Ia adalah guru honorer bernama Wiga Kurnia Putri (27).
Wiga merupakan guru honorer di sekolah menengah pertama (SMP) swasta di Kecamatan Muncar, Kabupaten Banyuwangi, Jawa Timur.
Sejak 2021, Wiga mengajar mata pelajaran IPS dan PKN di sekolah yang berada di dekat rumahnya.
Wiga menceritakan pilihannya menjadi seorang pendidik.
Ia mengaku memilih jalan hidup sebagai pengajar karena prihatin dengan kondisi sekolah di daerahnya.
Menurut Wiga, sekolah tempat ia mengajar hanya memiliki 40 murid dengan 4 guru dan satu kepala sekolah.
Wiga pun menyadari dan tahu konsekuensi gaji yang ia terima tidak banyak saat memilih mengajar di sekolah tersebut.
"Sekolah tempat saya mengajar antara ada dan tiada. Padahal sekolahnya sudah lama, bahkan kakek saya dulu mengajar di sini. Papa saya dan keluarganya juga sekolah di sini," katanya.

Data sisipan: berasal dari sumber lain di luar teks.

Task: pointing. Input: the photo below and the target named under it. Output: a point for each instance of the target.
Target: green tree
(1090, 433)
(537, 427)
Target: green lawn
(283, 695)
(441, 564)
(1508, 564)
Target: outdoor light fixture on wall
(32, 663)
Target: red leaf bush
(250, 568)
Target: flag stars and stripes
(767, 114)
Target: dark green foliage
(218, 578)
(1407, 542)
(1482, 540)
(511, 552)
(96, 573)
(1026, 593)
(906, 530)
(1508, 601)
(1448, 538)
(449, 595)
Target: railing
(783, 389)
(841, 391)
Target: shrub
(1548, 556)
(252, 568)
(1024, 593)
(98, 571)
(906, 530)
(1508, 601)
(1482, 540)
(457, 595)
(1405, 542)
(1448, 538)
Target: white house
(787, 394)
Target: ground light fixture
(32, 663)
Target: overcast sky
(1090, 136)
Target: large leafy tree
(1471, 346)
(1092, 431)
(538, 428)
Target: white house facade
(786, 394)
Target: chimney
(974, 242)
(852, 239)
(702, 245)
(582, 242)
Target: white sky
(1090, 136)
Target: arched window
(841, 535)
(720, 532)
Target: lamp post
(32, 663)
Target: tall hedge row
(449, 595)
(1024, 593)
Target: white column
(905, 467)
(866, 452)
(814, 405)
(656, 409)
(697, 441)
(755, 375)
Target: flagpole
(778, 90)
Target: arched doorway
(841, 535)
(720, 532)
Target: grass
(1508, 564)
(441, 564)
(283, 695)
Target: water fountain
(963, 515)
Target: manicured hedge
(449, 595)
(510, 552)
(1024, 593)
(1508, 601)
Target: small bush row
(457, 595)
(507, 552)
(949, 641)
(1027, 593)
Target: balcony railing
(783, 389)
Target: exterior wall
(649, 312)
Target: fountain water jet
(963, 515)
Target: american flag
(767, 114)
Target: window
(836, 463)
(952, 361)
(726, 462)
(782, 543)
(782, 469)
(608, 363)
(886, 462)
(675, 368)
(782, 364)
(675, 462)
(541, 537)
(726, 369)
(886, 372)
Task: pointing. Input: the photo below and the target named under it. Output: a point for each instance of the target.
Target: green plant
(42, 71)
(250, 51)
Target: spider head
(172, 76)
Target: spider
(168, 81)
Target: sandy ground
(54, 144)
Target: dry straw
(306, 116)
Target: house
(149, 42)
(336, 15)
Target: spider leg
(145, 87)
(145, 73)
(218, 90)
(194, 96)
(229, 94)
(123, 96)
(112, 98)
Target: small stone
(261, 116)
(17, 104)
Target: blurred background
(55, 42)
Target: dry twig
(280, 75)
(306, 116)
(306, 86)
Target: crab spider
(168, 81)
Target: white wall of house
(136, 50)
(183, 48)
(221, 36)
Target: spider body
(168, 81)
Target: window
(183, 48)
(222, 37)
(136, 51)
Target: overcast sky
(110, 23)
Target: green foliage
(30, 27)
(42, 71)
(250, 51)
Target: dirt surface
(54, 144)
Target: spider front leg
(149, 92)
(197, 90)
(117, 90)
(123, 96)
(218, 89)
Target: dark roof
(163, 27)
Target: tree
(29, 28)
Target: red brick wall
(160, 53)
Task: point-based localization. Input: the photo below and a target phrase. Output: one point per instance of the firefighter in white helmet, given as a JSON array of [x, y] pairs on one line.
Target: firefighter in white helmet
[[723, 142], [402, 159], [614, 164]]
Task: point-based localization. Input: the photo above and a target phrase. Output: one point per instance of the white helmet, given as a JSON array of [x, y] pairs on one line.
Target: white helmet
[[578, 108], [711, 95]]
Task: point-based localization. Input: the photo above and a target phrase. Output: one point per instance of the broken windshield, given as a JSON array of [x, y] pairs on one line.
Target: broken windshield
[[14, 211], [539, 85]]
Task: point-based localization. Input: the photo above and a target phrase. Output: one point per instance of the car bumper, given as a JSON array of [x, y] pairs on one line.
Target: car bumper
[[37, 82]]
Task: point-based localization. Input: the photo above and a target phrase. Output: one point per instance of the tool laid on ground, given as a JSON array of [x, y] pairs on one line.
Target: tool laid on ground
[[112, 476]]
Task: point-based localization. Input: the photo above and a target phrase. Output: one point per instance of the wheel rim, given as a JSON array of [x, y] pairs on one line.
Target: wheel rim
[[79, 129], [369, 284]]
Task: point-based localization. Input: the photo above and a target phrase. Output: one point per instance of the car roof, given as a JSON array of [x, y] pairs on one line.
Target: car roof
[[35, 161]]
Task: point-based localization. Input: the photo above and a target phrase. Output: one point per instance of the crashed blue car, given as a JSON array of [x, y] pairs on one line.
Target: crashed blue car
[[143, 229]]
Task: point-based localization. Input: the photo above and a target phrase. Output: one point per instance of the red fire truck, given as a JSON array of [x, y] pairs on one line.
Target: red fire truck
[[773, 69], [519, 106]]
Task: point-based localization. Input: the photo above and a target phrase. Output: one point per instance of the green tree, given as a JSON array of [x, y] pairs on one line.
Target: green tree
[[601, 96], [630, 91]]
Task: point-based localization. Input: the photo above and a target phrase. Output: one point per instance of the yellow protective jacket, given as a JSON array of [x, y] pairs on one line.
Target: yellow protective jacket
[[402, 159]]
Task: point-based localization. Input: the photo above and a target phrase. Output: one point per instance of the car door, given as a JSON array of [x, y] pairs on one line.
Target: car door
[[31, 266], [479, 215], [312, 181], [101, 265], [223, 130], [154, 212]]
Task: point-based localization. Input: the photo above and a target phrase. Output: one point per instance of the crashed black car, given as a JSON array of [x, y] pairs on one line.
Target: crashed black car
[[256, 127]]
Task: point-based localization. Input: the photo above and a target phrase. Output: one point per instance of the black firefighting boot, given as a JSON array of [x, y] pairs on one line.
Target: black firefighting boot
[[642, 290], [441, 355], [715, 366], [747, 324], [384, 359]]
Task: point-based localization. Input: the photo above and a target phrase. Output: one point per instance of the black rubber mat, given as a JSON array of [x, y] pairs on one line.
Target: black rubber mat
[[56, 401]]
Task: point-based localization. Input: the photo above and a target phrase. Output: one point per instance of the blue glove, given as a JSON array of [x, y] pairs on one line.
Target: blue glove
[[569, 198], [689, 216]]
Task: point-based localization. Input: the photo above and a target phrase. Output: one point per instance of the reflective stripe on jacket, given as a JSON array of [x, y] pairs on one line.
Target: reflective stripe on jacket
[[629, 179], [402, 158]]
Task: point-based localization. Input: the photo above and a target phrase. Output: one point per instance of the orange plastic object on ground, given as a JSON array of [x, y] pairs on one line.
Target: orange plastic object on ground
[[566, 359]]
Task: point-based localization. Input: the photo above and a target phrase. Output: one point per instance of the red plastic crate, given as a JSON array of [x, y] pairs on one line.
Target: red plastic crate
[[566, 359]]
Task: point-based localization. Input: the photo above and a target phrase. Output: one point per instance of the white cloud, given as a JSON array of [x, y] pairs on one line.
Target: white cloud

"Saya tahu sejak awal gajinya Rp200.000. Enggak kaget karena memang jumlah siswanya minim," lanjut Wiga.
Baca juga: Siapa Sosok Kombes Moch Sholeh? Disebut Penyelamat Guru Supriyani Tak Jadi Ditahan Kasus Anak Polisi
Wiga merintis karier sebagai pengajar bermula ketika dirinya menyelesaikan pendidikan SMA di Kabupaten Banyuwangi.
Awalnya Wiga memilih menjadi ibu rumah tangga yang mengurus dua anak.
Hingga akhirnya seorang kerabat yang melihat pendidikan Wiga, menawarkannya pekerjaan sebagai pengajar di SMP swasta di dekat rumahnya.
Menurut Wiga, di sekolah tersebut statusnya adalah guru honorer dan datanya tidak masuk dalam data pokok pendidikan (dapodik).
"Jika disebut relawan mengajar, ya bisa juga," kata ibu dua anak tersebut, melansir Kompas.com.
Saat pertama mengajar, Wiga mengaku kondisi sekolahnya sangat memperihatinkan karena sarana dan prasarana yang jauh dari kata layak.
"Kelas yang bisa digunakan hanya satu, jadi bergantian. Termasuk kursi-kursinya juga banyak yang rusak."
"Kalau hari pendek, ada yang belajar di kelas, di ruang guru dan perpustakaan," ujarnya.
Menurut Wiga, sebelum Penerimaan Peserta Didik Baru (PPDB), biasanya SMP akan memperkenalkan sekolahnya di SD-SD sekitar.
Namun tidak untuk sekolah tempat Wiga mengajar.
Saat PPDB berlangsung, dia akan mencari anak yang putus sekolah agar bisa melanjutkan pendidikan di tempatnya mengajar.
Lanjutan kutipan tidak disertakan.